Liputan6.com, Baghdad - Perdana Menteri Irak Mustafa al-Kadhimi akan bertemu dengan Presiden AS Joe Biden pada Senin (26/7) untuk membahas kemungkinan penarikan penuh pasukan AS dari negaranya.
Pembicaraan Gedung Putih antara kedua sekutu itu terjadi hanya seminggu setelah serangan mematikan yang diklaim oleh kelompok ISIS, meskipun Baghdad menyatakan ekstremis Sunni dikalahkan lebih dari tiga tahun lalu. Demikian seperti mengutip laman Channel News Asia, Sabtu (24/7/2021).
Advertisement
Kadhimi mendapati dirinya terpojok oleh pengaruh sekutu utama Irak lainnya - tetangga Iran, yang telah lama melihat Amerika Serikat sebagai musuh bebuyutannya.
Meskipun permusuhan bersama di pihak AS dan Iran Syiah terhadap kelompok ISIS yang tangguh, Kadhimi berada di bawah tekanan kuat dari faksi-faksi bersenjata pro-Tehran yang menuntut penarikan 2.500 tentara AS yang masih dikerahkan di Irak.
Pasukan AS di Bawah Trump
Sebagian besar tentara AS, yang dikerahkan pada 2014 untuk memimpin koalisi militer internasional melawan ISIS, berada di bawah pendahulu Biden, Donald Trump, yang menjamu Kadhimi di Gedung Putih Agustus lalu.
Pasukan yang tersisa secara resmi digolongkan sebagai penasihat dan pelatih untuk tentara Irak dan unit kontra-terorisme.
Menteri Luar Negeri Irak Fuad Hussein, yang sudah berada di Washington selama beberapa hari, telah meyakinkan media Irak bahwa "pembicaraan akan berhasil menetapkan jadwal penarikan pasukan Amerika".

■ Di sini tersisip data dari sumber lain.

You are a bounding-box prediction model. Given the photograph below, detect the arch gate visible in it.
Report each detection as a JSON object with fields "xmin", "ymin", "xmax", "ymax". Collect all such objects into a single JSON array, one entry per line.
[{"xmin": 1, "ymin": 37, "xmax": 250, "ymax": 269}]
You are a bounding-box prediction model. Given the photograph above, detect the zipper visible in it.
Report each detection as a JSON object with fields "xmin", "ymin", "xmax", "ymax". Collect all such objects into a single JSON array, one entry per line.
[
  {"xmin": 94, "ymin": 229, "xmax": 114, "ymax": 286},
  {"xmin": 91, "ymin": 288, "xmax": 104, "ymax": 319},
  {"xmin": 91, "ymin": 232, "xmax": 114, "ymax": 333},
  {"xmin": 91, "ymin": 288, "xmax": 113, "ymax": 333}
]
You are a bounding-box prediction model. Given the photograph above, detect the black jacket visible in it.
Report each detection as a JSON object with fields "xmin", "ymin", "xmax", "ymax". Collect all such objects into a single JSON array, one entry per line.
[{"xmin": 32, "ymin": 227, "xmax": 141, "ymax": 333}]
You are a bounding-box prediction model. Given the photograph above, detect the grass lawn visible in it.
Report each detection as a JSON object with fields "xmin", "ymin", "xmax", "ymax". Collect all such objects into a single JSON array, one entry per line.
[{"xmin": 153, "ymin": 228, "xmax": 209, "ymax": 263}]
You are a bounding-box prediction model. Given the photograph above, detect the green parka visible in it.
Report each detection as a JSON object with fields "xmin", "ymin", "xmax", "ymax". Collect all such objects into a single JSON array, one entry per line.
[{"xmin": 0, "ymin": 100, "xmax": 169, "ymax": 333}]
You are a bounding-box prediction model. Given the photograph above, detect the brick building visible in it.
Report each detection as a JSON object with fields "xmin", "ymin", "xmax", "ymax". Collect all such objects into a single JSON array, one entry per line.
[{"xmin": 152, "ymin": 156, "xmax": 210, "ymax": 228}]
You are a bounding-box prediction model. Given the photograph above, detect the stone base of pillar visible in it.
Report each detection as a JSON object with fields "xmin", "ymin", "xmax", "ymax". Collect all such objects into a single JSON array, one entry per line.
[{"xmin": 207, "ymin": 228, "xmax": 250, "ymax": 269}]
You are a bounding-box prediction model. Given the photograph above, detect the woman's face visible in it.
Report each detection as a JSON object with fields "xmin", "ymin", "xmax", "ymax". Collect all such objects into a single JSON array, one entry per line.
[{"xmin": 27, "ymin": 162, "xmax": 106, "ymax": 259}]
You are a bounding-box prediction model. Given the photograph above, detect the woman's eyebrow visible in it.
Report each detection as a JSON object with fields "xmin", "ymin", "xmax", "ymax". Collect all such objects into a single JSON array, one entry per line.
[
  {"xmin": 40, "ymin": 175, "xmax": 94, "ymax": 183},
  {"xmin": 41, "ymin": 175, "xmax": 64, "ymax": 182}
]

Tetapi outlet media AS hanya menunjuk pada "redefinisi" misi pasukan.
Ramzy Mardini, seorang spesialis Irak di Institut Pearson Universitas Chicago, percaya tidak akan ada "perubahan radikal" dalam posisi AS.
Pertemuan Biden-Kadhimi mungkin "dibentuk" untuk membantu perdana menteri Irak mengurangi tekanan domestik, "tetapi kenyataan di lapangan akan mencerminkan status quo dan kehadiran AS yang bertahan lama," katanya.